The professor emeritus taught keyboard classes in OU’s School of Music and served as an artist-in-residence.

"We are deeply saddened by the news of the sudden passing of Richard D. Syracuse, emeritus professor of music at Ohio University,” said OU President Roderick McDavis in a statement. “His long-standing dedication to Ohio students and to the study of music has made an indelible mark on his field and on our community. Our hearts are with Professor Syracuse's family and friends during this difficult time."

Syracuse played piano for diners at the Ohio University Inn’s Cutler’s Restaurant on a weekly basis.

“He was an absolutely magical man. He will definitely be missed,” Pete Holey, manager of the restaurant, told The Columbus Dispatch.
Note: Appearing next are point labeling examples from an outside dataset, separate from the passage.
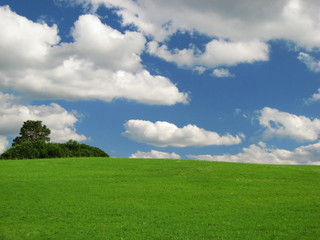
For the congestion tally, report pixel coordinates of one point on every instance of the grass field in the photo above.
(108, 198)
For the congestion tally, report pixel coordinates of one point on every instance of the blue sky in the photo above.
(204, 80)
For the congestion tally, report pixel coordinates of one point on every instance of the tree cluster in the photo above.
(34, 143)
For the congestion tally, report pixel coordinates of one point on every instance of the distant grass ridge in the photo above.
(140, 199)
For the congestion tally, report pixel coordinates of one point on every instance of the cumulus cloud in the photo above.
(294, 20)
(101, 63)
(222, 72)
(316, 96)
(259, 153)
(155, 154)
(282, 124)
(60, 121)
(312, 63)
(163, 134)
(217, 53)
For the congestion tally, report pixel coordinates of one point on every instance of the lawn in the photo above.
(110, 198)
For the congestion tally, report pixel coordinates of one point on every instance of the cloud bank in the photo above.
(163, 134)
(259, 153)
(155, 154)
(101, 63)
(246, 25)
(286, 125)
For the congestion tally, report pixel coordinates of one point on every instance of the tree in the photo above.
(32, 131)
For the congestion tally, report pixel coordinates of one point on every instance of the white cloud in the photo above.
(312, 63)
(155, 154)
(316, 96)
(217, 53)
(282, 124)
(294, 20)
(222, 73)
(199, 69)
(102, 63)
(163, 134)
(24, 43)
(59, 121)
(309, 154)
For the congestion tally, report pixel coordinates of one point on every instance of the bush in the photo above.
(40, 149)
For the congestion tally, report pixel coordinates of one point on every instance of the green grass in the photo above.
(106, 198)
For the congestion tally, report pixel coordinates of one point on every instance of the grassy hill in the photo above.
(108, 198)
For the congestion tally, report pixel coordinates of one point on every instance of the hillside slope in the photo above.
(109, 198)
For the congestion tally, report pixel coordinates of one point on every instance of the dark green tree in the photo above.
(32, 131)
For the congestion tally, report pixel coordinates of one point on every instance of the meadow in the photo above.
(137, 199)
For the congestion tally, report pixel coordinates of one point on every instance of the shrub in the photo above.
(41, 149)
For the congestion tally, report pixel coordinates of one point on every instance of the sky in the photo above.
(214, 80)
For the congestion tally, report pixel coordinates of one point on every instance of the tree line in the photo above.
(34, 142)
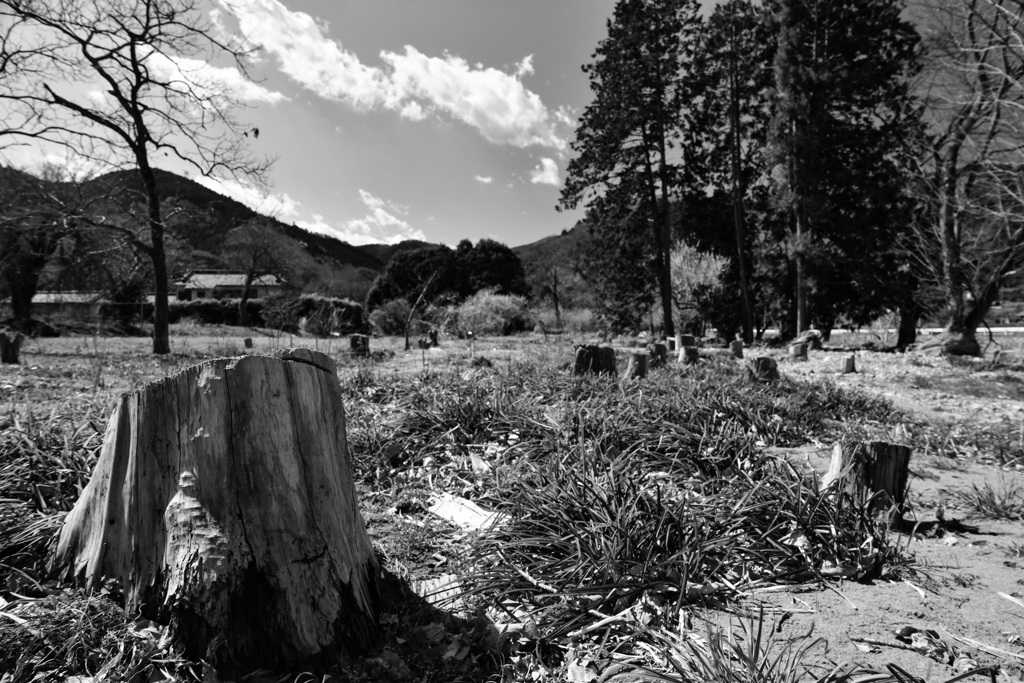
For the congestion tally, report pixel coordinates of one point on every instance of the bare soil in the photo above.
(974, 411)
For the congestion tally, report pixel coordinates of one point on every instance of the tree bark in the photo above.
(222, 503)
(10, 347)
(599, 359)
(873, 473)
(763, 369)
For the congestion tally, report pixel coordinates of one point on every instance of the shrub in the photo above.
(322, 315)
(390, 317)
(215, 311)
(489, 313)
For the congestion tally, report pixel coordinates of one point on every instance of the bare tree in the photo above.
(122, 83)
(971, 236)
Holey said Syracuse was performing for a private party at the inn as recently as an hour before his death.

Management at the OU Inn wasn’t available for comment Sunday afternoon.

Brandon Thompson, a music producer and resident of Athens, frequented the restaurant with his family from an early age.

He was just always there…he would come over and ask how I’m doing. He was just a really nice guy,” Thompson said. “It was always something kind of cool and special about Athens.”

Thompson got to know Syracuse well while he worked for the Ohio University Inn. He said his death “hits everyone so hard” because he was so well-known by Athens’ older crowd.